Comment by lazide

Comment by lazide 15 hours ago

9 replies

Eh, in this case not splitting them up to compute them in parallel is the smartest thing to do. Locking overhead alone is going to dwarf every other cost involved in that computation.

gdwatson 15 hours ago

Yeah, I think the dream was more like, “The compiler looks at a map or filter operation and figures out whether it’s worth the overhead to parallelize it automatically.” And that turns out to be pretty hard, with potentially painful (and nondeterministic!) consequences for failure.

Maybe it would have been easier if CPU performance didn’t end up outstripping memory performance so much, or if cache coherency between cores weren’t so difficult.

  • eptcyka 13 hours ago

    Spawning threads or using a thread pool implicitly would be pretty bad - it would be difficult to reason about performance if the compiler was to make these choices for you.

  • lazide 14 hours ago

    I think it has shaken out the way it has, is because compile time optimizations to this extent require knowing runtime constraints/data at compile time. Which for non-trivial situations is impossible, as the code will be run with too many different types of input data, with too many different cache sizes, etc.

    The CPU has better visibility into the actual runtime situation, so can do runtime optimization better.

    In some ways, it’s like a bytecode/JVM type situation.

    • PinkSheep 9 hours ago

      If we can write code to dispatch different code paths (like has been used for decades for SSE, later AVX support within one binary), then we can write code to parallelize large array execution based on heuristics. Not much different from busy spins falling back to sleep/other mechanisms when the fast path fails after ca. 100-1000 attempts to secure a lock.

      For the trivial example of 2+2 like above, of course, this is a moot discussion. The commenter should've lead with a better example.

      • lazide 9 hours ago

        Sure, but it’s a rare situation (by code path) where it will beat the CPU’s auto optimization, eh?

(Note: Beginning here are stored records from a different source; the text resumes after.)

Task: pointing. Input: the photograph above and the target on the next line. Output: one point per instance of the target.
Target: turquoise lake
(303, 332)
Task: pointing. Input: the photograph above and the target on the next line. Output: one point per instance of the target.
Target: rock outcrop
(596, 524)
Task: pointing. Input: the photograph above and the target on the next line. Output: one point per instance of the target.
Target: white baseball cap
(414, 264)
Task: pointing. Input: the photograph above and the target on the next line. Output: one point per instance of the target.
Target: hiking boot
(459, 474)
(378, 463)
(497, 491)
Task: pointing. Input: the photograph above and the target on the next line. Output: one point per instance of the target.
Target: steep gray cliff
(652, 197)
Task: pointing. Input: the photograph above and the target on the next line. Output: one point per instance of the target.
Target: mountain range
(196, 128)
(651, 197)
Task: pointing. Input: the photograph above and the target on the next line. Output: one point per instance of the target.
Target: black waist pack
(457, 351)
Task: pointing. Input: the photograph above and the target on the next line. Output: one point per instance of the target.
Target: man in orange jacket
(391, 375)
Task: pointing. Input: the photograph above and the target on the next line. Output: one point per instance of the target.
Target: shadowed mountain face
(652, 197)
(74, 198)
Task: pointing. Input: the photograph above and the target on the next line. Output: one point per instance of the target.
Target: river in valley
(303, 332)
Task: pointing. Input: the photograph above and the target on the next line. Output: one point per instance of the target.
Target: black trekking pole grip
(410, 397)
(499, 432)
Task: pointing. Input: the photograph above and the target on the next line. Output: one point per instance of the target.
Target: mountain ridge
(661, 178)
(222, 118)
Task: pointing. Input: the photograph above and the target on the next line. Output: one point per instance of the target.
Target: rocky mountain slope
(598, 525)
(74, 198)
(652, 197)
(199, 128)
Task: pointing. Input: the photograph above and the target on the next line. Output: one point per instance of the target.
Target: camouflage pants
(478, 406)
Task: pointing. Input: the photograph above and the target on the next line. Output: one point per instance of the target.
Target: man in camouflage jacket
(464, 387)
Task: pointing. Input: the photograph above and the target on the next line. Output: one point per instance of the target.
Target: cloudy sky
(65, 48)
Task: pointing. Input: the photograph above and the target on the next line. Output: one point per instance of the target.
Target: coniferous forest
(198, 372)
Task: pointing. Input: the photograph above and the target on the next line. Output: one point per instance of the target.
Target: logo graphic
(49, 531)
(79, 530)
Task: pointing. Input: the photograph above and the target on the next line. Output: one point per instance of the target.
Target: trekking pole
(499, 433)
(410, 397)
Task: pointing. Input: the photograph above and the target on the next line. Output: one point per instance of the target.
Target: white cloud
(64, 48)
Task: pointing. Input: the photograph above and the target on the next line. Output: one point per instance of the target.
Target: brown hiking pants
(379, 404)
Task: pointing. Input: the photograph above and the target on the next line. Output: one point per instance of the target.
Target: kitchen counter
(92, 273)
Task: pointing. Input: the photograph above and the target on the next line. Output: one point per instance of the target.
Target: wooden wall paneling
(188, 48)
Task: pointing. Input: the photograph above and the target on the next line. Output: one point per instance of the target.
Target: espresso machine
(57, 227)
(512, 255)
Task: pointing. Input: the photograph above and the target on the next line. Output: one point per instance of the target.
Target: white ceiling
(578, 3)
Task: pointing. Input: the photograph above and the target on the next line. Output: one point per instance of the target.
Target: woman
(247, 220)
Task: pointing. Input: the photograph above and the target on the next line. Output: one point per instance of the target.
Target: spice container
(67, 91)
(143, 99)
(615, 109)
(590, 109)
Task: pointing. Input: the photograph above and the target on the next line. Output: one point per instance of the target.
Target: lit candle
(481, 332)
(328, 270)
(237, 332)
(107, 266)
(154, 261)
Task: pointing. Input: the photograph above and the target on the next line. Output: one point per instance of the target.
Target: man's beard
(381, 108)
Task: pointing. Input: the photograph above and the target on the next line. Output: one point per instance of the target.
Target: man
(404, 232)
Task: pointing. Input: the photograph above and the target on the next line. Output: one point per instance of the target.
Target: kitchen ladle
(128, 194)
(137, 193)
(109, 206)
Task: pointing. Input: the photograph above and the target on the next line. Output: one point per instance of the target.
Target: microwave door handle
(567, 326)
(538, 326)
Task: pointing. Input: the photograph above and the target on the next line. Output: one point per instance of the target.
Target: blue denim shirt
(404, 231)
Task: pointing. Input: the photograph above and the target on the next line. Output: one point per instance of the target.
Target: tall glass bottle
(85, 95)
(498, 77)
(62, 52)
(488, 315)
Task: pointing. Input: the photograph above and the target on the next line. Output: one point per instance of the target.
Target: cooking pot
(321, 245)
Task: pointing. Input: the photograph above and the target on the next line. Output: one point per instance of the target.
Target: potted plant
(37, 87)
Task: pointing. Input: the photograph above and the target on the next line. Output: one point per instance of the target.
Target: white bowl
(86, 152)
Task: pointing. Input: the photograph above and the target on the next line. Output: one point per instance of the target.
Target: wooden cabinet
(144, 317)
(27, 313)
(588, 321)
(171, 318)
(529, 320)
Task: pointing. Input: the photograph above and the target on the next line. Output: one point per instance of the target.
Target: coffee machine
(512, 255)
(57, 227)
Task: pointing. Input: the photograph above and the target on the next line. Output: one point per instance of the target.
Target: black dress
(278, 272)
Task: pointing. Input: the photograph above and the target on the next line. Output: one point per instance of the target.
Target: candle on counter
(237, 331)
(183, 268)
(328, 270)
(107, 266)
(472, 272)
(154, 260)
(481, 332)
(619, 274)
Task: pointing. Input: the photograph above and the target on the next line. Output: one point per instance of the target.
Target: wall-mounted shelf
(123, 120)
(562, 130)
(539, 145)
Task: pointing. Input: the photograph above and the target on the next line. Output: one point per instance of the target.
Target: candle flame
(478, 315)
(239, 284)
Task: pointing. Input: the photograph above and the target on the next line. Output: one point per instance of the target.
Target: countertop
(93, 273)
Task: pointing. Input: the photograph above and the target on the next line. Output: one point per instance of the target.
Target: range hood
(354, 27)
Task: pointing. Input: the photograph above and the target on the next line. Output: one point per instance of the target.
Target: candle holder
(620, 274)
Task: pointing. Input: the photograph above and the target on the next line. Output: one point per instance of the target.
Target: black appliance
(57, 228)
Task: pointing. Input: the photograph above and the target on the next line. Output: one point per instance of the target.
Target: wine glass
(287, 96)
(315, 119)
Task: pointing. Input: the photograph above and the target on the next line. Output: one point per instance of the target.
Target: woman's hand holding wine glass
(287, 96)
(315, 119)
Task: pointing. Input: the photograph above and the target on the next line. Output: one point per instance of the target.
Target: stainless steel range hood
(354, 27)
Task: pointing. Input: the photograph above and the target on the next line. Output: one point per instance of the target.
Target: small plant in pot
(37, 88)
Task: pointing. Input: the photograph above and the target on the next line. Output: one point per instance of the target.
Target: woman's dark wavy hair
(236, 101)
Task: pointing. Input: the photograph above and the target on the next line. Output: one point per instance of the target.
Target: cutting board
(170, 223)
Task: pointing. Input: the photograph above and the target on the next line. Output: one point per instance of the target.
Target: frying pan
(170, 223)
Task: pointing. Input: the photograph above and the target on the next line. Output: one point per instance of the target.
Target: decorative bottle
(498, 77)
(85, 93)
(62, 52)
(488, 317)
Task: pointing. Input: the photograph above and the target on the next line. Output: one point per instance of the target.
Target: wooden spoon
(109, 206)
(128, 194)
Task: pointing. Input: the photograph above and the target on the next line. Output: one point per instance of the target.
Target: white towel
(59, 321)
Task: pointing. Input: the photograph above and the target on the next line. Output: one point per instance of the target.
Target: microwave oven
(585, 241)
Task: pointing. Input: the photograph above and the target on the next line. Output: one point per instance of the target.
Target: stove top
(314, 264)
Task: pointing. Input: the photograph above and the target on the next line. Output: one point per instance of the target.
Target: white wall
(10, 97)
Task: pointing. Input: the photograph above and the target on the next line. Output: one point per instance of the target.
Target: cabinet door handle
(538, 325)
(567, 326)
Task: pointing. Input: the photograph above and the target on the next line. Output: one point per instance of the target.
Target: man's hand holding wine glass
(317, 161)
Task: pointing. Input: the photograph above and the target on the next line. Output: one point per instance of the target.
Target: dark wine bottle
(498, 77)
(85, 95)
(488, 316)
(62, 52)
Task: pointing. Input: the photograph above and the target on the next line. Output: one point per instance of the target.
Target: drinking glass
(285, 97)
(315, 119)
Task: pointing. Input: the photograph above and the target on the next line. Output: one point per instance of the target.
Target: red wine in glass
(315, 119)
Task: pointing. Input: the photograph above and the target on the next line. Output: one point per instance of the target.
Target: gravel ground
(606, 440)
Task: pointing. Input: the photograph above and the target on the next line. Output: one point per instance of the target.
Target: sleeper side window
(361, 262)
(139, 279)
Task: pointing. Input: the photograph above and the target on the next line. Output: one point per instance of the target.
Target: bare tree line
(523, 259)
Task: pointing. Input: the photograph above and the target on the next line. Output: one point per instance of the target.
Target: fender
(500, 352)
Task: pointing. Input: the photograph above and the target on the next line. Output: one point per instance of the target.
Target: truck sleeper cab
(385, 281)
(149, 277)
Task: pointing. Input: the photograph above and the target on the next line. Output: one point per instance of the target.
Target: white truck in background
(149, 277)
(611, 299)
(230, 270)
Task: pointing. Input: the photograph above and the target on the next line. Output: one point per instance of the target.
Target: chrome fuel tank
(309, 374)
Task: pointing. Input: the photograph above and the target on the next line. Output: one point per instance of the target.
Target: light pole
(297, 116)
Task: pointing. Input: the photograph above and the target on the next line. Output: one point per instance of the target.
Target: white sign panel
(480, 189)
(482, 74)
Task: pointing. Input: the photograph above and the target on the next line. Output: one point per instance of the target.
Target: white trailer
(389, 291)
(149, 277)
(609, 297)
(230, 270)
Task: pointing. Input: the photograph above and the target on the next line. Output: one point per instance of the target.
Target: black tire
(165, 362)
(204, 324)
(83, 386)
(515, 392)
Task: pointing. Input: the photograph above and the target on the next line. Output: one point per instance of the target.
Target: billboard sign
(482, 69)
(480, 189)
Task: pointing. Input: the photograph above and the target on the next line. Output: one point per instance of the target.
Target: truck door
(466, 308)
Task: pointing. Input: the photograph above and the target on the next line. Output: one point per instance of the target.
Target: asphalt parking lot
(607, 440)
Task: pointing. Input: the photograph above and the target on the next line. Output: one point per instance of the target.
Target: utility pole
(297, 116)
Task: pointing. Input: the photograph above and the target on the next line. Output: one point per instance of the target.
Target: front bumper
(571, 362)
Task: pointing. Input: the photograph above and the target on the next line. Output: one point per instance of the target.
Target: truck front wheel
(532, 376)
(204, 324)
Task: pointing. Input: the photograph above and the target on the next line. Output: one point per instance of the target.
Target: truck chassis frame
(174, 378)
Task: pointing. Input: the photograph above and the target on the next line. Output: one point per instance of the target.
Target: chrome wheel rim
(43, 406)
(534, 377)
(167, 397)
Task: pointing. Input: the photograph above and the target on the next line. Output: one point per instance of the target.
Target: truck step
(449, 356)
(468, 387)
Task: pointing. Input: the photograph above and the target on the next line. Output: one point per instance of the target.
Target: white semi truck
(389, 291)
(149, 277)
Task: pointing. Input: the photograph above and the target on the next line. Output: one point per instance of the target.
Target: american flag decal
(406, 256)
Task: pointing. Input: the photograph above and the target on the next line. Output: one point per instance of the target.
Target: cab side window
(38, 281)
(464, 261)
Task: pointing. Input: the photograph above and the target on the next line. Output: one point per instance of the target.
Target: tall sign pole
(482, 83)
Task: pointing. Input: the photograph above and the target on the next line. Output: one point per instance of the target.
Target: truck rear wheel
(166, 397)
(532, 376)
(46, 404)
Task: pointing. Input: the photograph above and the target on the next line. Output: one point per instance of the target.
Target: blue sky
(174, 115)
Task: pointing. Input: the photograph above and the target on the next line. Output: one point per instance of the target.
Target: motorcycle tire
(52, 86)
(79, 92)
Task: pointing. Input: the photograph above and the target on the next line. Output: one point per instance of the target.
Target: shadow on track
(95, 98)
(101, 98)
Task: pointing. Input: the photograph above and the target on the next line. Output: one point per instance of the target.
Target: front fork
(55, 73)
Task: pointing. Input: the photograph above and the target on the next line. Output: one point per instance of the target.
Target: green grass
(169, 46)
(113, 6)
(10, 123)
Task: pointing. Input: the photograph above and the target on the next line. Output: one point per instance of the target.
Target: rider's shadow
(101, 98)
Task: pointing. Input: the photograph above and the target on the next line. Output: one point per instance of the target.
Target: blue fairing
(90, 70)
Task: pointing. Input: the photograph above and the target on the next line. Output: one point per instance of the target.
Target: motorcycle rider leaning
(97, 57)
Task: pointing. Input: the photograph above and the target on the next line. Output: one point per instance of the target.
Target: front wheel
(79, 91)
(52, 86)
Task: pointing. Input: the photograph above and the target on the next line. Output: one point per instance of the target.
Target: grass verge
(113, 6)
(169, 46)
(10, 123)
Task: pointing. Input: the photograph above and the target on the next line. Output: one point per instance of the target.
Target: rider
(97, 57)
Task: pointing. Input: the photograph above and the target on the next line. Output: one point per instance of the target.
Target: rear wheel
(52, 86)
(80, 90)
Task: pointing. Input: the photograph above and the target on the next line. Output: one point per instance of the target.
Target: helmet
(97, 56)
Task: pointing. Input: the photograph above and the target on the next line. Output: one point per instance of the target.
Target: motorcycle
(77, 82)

        And when that happens, almost always the developer knows it is that type of situation and will want to tune things themselves anyway.

maccard 5 hours ago

I think you’re fixating on the very specific example. Imagine if instead of 2 + 2 it was multiplying arrays of large matrices. The compiler or runtime would be smart enough to figure out if it’s worth dispatching the parallelism or not for you. Basically auto vectorisation but for parallelism

  • lazide 5 hours ago

    Notably - in most cases, there is no way the compiler can know which of these scenarios are going to happen at compile time.

    At runtime, the CPU can figure it out though, eh?

    • maccard 3 hours ago

      I mean, theoretically it's possible. A super basic example would be if the data is known at compile time, it could be auto-parallelized, e.g.

          int buf_size = 10000000;
          auto vec = make_large_array(buf_size);
          for (const auto& val : vec)
          {
              do_expensive_thing(val);
          }
      
      this could clearly be parallelised. In a C++ world that doesn't exist, we can see that it's valid.

      If I replace it with int buf_size = 10000000; cin >> buf_size; auto vec = make_large_array(buf_size); for (const auto& val : vec) { do_expensive_thing(val); }

      the compiler could generate some code that looks like: if buf_size >= SOME_LARGE_THRESHOLD { DO_IN_PARALLEL } else { DO_SERIAL }

      With some background logic for managing threads, etc. In a C++-style world where "control" is important it likely wouldn't fly, but if this was python...

          arr_size = 10000000
          buf = [None] * arr_size
          for x in buf:
              do_expensive_thing(x)
      
      could be parallelised at compile time.
      • lazide 3 hours ago

        Which no one really does (data is generally provided at runtime). Which is why ‘super smart’ compilers kinda went no where eh?